Falling For You
Finding Fall Foliage in Siskiyou…
Days are getting shorter, the air a little crisper, and leaves are starting to change. California may not usually be considered a great fall color destination, but the mixed blessing of cold winters and the abundance of oaks, big leaf maples, aspen and dogwood trees makes Siskiyou County’s fall foliage unforgettable. In October and November, Siskiyou is brushed with yellows, roses, oranges and burgundies; exotic (non-native) trees typically peak in the first half of October, while native trees typically peak in the second half of the month. The color is particularly impressive when set against the backdrop of a snow-capped Mt. Shasta.
To explore the best fall foliage that Siskiyou County has to offer, Dyana Kelley of Camp-California recommends that everyone “take a drive to Aspen Grove in the Little Shasta Meadows Botanical Area or enjoy an autumn bike ride along the 24-mile loop through Scott Valley.” Longtime local Mt. Shasta resident and wildflower enthusiast Jane Cohn recommends the easily accessible Foundation Trail in the Gateway Trail System. Just outside of downtown Mt. Shasta, the trail’s intense color comes from the “many dogwoods close together that put on a great show.”
Here are five more ways to explore the best of the region’s fall color.
TAKE A HIKE: An autumn stroll around Lake Siskiyou or the McCloud Reservoir is a perennial go-to. For those seeking a more challenging hike, head to the Kelsey Creek Trailhead out of Fort Jones and hike to Maple Falls. The four-mile journey to the waterfall is lined with golden hues from big leaf maples and is a local favorite. Another trail with bountiful autumn color is along Cabin Creek between Mt. Shasta and McCloud, where the hike along clear waters and tumbling falls makes for a rich and scenic display.

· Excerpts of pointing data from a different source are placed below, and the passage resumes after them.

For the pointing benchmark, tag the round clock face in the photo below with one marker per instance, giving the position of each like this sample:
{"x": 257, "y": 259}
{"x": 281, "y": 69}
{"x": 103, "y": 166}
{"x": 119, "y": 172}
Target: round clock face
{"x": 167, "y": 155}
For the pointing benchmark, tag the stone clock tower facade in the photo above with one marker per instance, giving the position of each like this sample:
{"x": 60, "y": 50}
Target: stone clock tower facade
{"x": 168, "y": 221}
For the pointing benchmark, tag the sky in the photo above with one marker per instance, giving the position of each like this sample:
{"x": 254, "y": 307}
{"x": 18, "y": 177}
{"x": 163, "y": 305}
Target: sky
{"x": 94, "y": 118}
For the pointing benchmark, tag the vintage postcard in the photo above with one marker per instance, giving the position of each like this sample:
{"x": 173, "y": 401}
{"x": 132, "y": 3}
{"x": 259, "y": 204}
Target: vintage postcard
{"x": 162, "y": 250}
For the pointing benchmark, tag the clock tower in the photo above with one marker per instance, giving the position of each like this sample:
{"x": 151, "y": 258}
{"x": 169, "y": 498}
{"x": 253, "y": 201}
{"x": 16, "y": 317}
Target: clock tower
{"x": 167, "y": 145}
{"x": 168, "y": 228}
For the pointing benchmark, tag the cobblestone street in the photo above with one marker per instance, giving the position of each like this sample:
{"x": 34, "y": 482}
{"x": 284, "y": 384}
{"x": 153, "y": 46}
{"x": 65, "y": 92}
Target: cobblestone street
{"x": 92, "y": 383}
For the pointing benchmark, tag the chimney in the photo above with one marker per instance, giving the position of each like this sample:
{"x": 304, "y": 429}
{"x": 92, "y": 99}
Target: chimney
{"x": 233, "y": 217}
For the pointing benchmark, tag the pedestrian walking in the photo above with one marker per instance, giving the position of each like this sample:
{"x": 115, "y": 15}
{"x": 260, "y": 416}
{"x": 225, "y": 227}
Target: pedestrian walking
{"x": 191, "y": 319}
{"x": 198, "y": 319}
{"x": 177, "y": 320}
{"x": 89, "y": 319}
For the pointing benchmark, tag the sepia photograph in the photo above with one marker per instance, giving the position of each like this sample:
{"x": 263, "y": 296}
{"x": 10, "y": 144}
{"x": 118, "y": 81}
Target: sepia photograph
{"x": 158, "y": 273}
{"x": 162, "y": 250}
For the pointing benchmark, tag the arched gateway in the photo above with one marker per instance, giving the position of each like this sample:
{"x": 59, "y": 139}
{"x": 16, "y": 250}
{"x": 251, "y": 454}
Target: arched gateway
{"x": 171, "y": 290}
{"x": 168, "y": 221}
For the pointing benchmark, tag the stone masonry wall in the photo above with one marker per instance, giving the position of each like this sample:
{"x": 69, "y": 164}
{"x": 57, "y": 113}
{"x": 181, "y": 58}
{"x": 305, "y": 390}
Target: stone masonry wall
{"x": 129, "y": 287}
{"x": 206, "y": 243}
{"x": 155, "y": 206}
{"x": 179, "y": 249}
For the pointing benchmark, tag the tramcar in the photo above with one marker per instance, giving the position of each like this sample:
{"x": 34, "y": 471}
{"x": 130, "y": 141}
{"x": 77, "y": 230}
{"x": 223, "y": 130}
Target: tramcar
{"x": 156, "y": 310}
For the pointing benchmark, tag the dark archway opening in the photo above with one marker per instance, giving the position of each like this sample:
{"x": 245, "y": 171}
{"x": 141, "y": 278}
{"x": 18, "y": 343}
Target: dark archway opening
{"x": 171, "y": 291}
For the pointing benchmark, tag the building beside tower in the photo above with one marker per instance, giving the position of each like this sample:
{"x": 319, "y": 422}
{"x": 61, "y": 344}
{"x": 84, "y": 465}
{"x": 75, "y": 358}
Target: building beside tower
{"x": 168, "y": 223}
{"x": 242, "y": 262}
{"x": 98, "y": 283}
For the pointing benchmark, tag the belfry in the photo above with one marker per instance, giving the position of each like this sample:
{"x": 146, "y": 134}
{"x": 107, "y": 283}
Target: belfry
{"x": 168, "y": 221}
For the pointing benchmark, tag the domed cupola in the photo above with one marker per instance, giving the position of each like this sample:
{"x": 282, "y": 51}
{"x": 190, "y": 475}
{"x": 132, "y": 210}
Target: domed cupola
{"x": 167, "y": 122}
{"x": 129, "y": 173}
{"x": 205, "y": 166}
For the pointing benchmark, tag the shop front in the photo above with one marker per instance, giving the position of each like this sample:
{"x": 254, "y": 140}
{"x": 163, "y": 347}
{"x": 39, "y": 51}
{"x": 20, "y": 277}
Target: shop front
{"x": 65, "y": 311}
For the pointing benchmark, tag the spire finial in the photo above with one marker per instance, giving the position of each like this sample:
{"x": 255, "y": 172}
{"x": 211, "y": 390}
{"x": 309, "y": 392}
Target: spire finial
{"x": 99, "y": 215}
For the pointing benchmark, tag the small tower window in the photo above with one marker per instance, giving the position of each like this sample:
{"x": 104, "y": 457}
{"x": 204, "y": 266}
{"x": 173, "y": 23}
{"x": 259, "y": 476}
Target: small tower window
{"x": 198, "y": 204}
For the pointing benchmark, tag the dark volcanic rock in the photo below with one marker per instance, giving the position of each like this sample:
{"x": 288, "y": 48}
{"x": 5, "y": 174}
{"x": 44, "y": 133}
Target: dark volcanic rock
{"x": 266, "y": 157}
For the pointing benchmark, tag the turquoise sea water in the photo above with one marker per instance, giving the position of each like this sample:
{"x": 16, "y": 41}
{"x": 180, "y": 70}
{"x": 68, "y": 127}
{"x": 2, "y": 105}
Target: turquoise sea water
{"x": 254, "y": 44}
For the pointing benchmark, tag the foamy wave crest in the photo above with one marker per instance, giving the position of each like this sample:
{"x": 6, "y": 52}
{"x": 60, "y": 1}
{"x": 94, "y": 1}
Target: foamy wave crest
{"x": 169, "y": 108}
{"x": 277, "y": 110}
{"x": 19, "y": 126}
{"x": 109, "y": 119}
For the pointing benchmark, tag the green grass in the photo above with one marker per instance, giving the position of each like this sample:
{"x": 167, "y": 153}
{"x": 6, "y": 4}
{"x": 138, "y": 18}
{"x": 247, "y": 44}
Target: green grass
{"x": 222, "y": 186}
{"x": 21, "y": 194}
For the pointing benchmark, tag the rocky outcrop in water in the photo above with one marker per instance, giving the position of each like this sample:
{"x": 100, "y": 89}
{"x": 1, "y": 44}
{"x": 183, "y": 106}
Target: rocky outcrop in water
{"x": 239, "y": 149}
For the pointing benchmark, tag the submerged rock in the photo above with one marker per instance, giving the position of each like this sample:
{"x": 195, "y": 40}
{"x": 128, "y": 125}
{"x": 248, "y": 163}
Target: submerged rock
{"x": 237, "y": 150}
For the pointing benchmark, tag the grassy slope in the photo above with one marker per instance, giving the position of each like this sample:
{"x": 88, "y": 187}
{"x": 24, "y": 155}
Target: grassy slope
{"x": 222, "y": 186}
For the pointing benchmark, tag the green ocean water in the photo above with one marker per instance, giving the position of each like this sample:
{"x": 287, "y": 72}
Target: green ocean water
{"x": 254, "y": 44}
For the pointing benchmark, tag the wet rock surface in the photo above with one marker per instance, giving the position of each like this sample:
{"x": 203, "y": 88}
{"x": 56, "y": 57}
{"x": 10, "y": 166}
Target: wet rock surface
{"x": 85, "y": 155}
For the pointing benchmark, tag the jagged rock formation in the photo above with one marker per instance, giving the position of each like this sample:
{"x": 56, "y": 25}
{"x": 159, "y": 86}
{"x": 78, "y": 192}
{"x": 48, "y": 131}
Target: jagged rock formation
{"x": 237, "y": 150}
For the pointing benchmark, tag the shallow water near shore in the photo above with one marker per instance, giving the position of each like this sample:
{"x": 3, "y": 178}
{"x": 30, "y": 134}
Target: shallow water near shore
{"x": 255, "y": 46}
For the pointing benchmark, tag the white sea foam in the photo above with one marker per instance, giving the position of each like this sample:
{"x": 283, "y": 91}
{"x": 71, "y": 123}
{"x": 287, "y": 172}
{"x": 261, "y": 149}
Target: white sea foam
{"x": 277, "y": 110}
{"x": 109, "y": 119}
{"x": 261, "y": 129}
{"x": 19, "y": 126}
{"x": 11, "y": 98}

TAKE A BIKE RIDE: The 24-mile loop through Scott Valley is particularly wonderful in the fall, with a mandatory photo stop at the LDS Church in Etna. There, several exotics surrounding a steepled church put on a peak color display in mid-October that rivals any East Coast color. Other scenic autumn mountain bike destinations include Yreka’s Greenhorn Park, where families can explore several miles worth of trails with a stunning show of color. There’s also the trail from Martin’s Dairy Campground that ascends through an aspen grove up to Ball Mountain, with views of Mt. Shasta and the Shasta and Butte Valleys. This dirt road is also closed to 4WD traffic.
TAKE A SWING: Siskiyou sports several public golf courses, including ones in Weed, Lake Shastina, Tule Lake and Mount Shasta. All courses are worthwhile destinations in their own right, especially in autumn. The Lake Shastina Golf Course features three nine-hole courses. The Mt. Shasta Resort is particularly stunning during peak season with a 6,035-yard par 70, 18-hole course.
GO FOR A DRIVE: Anywhere along the Klamath River is sure to wow for wildflowers in the spring and serious color in the fall. Plan a day drive along Highway 96 to explore its dazzling biodiversity. Or take a drive out to Aspen Grove in Little Shasta Meadows Botanical Area, where the beautiful white-barked aspens turn into an arena of shimmering gold, orange and
yellow. To reach it, take Yreka Ager road to Ager Road to York Road and follow it to what the locals call Willow Creek Mountain. It’s paved the whole way to the Grove – just make sure to go before the first snowfall.
EXPLORE THE RIVERS: Autumn is one of the best times to visit a river because the riparian corridors, or the strips of vegetation that occur along a river, generally support a variety of deciduous trees and thus pleasing fall colors. Siskiyou County is no exception. One such easy-to-reach place is on the Upper Sacramento at the Cantara Loop with easy access from Downtown Dunsmuir. Nearby and worthy of a day’s exploration in its own right is the McCloud River. Both the scenic McCloud Falls Trail as well as the area below McCloud Falls are simply breathtaking, with spent grasses and wind-swept oaks marking the way.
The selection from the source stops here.